Through late September, when data was most recently available, the state’s Division of Criminal Justice Services said no arrests had been reported to the agency for the misdemeanor of failing to register an assault weapon — the requirement that many gun owners have openly defied.

In total, there have been about 3,300 instances in which a person was charged with at least one offense established by, or strengthened under, the Safe Act, such as possessing a weapon on school grounds or buying a gun for another person who is forbidden to have one. (In those instances in which a person was charged with multiple Safe Act offenses, state records showed only the most serious charge.)

In 92 percent of cases, the charge was criminal firearm possession, a newly created felony; most of those were in either Brooklyn or the Bronx. The district attorneys in those boroughs said that in some instances in the past, those found with an unlicensed handgun could be charged only with a misdemeanor; now, they can be charged with a felony, which carries a stiffer sentence.

As he campaigns for re-election, Mr. Cuomo has trumpeted the Safe Act in some, but not all, of his appearances. At a rally in the Riverdale section of the Bronx in September, he spoke of his work on gun control, same-sex marriage and abortion rights to show how he was trying to restore New York as “the progressive capital of the nation.”

“We said, let’s take those tough issues and solve them and show leadership,” the governor said. “Let’s take the issue of gun violence, where too many innocent people have died, and let’s pass sensible gun control once and for all, and don’t tell me it can’t be done. I’ll show you it can be done. And that law is going to save lives.”

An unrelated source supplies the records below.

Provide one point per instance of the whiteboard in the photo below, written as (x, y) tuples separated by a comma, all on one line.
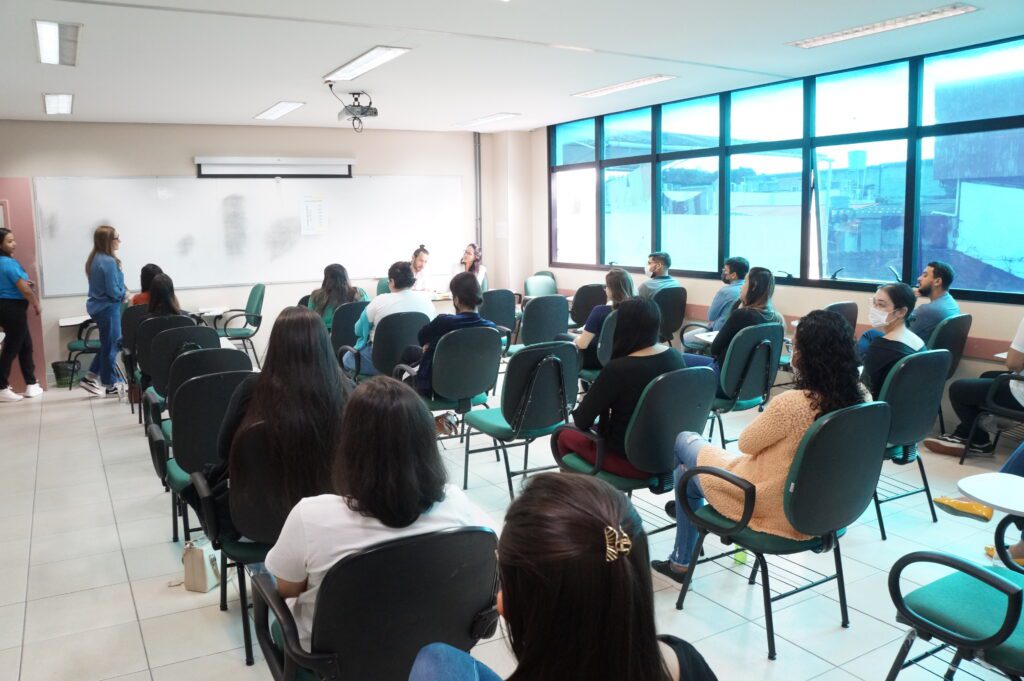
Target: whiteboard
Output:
[(212, 232)]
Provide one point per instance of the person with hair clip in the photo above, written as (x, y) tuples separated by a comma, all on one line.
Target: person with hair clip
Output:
[(16, 294), (619, 286), (388, 480), (107, 292), (576, 594), (825, 371), (637, 358), (336, 290)]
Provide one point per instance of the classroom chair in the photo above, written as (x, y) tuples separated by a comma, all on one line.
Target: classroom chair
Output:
[(830, 482)]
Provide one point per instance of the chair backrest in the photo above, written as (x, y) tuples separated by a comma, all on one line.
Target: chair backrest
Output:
[(343, 327), (673, 402), (499, 306), (587, 298), (168, 344), (544, 318), (951, 335), (466, 363), (540, 385), (752, 362), (672, 302), (913, 391), (147, 330), (200, 406), (834, 475), (540, 285), (374, 612), (392, 335), (201, 363)]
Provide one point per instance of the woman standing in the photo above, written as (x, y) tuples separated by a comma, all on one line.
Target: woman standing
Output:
[(107, 291), (15, 295)]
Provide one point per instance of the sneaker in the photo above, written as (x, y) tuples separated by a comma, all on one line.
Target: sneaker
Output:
[(8, 395)]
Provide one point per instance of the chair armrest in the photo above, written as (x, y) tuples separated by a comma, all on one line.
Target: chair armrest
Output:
[(284, 664), (1013, 593), (750, 495), (601, 449)]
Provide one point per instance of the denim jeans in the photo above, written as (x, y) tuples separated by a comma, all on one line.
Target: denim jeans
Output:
[(439, 662), (687, 449)]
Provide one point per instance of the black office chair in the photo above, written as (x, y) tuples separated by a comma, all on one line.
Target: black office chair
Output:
[(376, 608)]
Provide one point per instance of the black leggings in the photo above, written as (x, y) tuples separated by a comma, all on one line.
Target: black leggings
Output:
[(17, 342)]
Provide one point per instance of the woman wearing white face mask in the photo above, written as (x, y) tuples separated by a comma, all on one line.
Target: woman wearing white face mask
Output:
[(891, 305)]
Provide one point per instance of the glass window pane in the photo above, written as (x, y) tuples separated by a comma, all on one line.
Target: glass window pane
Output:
[(574, 142), (767, 114), (627, 134), (627, 214), (765, 198), (859, 195), (972, 199), (576, 215), (987, 82), (689, 213), (688, 125), (861, 100)]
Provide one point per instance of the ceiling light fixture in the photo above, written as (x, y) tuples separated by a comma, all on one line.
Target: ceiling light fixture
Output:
[(279, 110), (628, 85), (57, 42), (57, 104), (366, 61), (945, 11)]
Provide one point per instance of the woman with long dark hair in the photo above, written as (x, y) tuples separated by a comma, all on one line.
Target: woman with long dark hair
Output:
[(825, 368), (576, 593), (388, 481), (637, 358)]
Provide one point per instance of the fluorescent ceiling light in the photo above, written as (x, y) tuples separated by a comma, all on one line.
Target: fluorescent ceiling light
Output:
[(57, 104), (279, 110), (945, 11), (57, 42), (628, 85), (366, 61)]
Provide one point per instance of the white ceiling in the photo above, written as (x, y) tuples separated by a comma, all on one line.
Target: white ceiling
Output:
[(222, 61)]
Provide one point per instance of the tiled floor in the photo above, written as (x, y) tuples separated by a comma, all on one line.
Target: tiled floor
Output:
[(89, 581)]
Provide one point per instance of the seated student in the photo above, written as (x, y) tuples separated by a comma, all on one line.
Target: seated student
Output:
[(336, 290), (619, 286), (576, 593), (657, 266), (825, 380), (145, 280), (891, 305), (400, 299), (968, 395), (389, 481), (637, 358)]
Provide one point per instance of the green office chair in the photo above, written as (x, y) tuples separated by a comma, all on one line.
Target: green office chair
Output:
[(830, 482)]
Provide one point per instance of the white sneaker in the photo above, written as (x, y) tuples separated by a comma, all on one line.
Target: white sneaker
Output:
[(8, 395)]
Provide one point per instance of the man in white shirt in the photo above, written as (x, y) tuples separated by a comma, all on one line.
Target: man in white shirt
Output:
[(401, 299)]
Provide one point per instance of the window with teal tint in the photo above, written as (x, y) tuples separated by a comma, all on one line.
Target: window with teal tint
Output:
[(858, 197), (574, 215), (767, 114), (987, 82), (689, 213), (862, 100), (972, 200), (574, 142), (627, 134), (627, 214), (764, 216), (689, 125)]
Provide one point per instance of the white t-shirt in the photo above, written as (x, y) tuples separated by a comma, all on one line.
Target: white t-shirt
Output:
[(321, 530), (400, 301)]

At a speech three days later in Buffalo, Mr. Cuomo discussed only same-sex marriage and abortion rights, not gun control.

In a poll conducted by Siena College in March, the Safe Act drew support from 63 percent of voters statewide. But opinions varied significantly by region: 79 percent of voters in New York City and 63 percent in the city’s suburbs approved of the laws, compared with only 45 percent in upstate New York.

“The Safe Act is viewed very differently depending on which county you’re in,” Frank A. Sedita III, the Erie County district attorney, said. Mr. Sedita said the new laws have had “a negligible effect on how I do my job” in prosecuting gun crimes.

On a Sunday in late September, more than 400 gun-rights advocates crowded into a hotel ballroom on Long Island to hear Mr. Astorino and others criticize Mr. Cuomo and the Safe Act.

“It literally made criminals out of law-abiding citizens overnight,” Mr. Astorino, the Westchester County executive, told the crowd at the Firearm Civil Rights Conference in Hauppauge. “Governor Cuomo took away your rights. Take away his job.”

With voter-registration cards waiting on every seat, the message was clear: Gun owners should have a say in November’s election.

That sentiment was echoed by James W. Porter II, the president of the National Rifle Association, who, at the same event, called the Safe Act “pure government-sanctioned lawlessness,” which attracted loud applause.

“Y’all are on the front lines of defending our constitutional rights and protections,” Mr. Porter said.

Several of those in attendance said that with the Safe Act, Mr. Cuomo was focused only on regulating responsible gun owners.

“If you keep changing the laws and think it’s going to stop violence, I just don’t understand that,” Candace Dein, 62, of West Islip said as she flipped through a magazine about handguns. “I don’t understand why they’re going after the people who have legal guns.”

Gregory Farren, 67, a Democrat from Flushing, Queens, said the November election was crucial for gun advocates. He wore an Astorino campaign sticker.

“My ability to own guns,” he said, “is at stake this year.”